From your point of view, when did Chinese contemporary art truly start?
The seed for real contemporary art in China was planted in 1978, it truly emerged in 1979.
It was the year that Deng Xiaoping, Zhao Ziyang, and Hu Yaobang came into power？
The preparation during this period was one hundred percent significant. We are particularly informed of the situation; Today Magazine was born in 1978. How could poetry be born, and contemporary art not be born at the same time? Aren’t they supposed to have foresight into society? It’s the same thing really. We learnt and prepared a great deal during the Cultural Revolution, but those experiences had to be displayed somehow in society, and that happened after 1978. Why is it that we did exhibitions on the streets and still were not arrested? That is when Deng Xiaoping assumed power, Reform and Opening up was his guiding principle—there were immense possibilities for artmaking for China in the cultural and artistic sphere. Had we not decided to take this path in the 3rd Plenary Session of the 11th Central Committee hosted by Deng, our acts would be deemed illegal. Even if we had artworks, there wouldn’t be opportunities for mutual exchange. At that time, I already made the Tiananmen painting. Perhaps I would have gone on to make abstract work, but I wouldn’t have been able to look at Cezanne’s paintings, nor would I learn about Cubism. All that took place after the Reform and Opening. The reason why I wasn’t reported to the authorities and sent to be judged by the officials, was because the Reform and Opening established a clear objective. Despite regressive political movements like the Anti-Spiritual-Pollution Campaign that came later, I was still able to create the “Space Structure” and “Space” series.
Would you say that such an atmosphere of certain degrees of freedom and openness was the accomplishment of social elites?
Back then, we could publicly convene and converse. Before that, I already joined Zero Point as well as Beidao’s underground salon. The salon worked like this: someone gave you a poetry manuscript, you would return it after reading it, there were only hand-written copies; another scenario would be if I wrote a poem, I would recite it to an audience of seven or eight.
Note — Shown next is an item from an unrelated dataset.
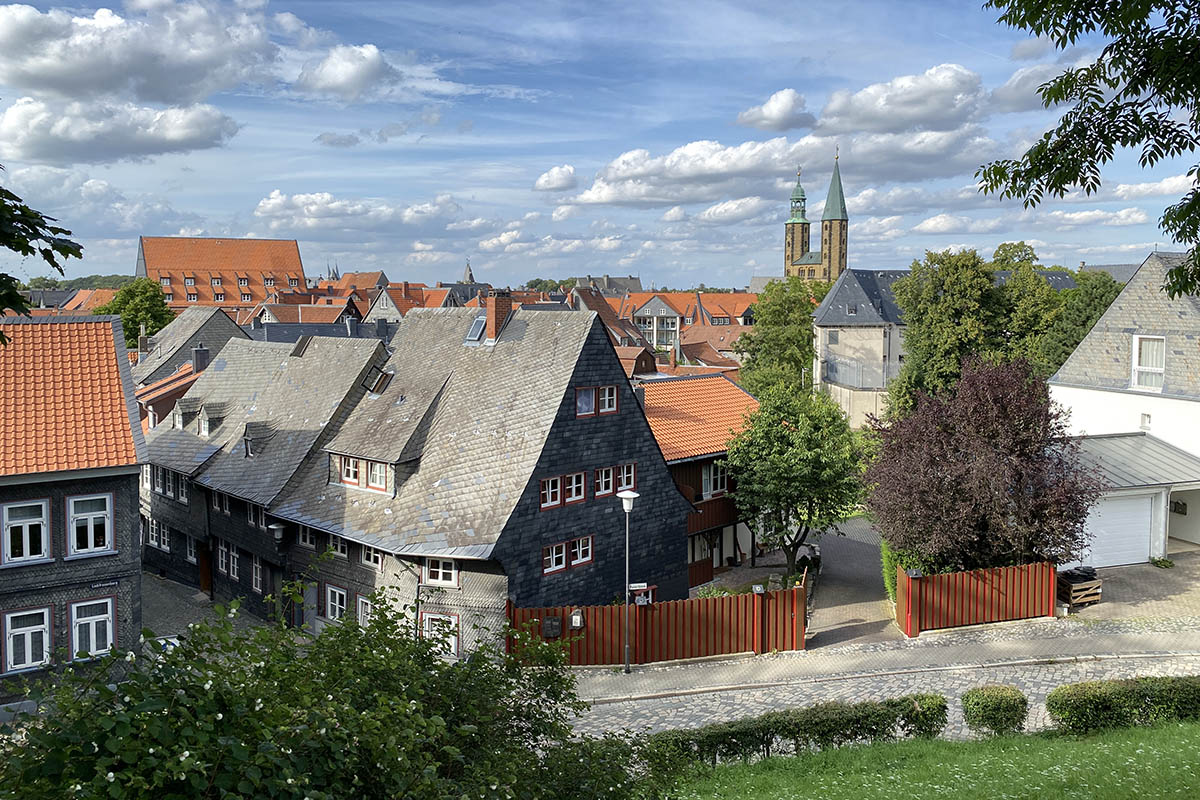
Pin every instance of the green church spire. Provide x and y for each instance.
(798, 200)
(835, 202)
Afterwards people would read it, then hide the manuscripts. It was impossible to publish anything. From the impossible to the possible, it was a step-by-step struggle. What emerged in 1985 was gradually normalized. Using the normal to illustrate the ‘abnormal’, that’s China in a nutshell. Even now things are subject to the moral control of the Yi Jing, where the masculine energy presides over the feminine. However, when the feminine evolves to be on top, that’s when possibilities for change emerge.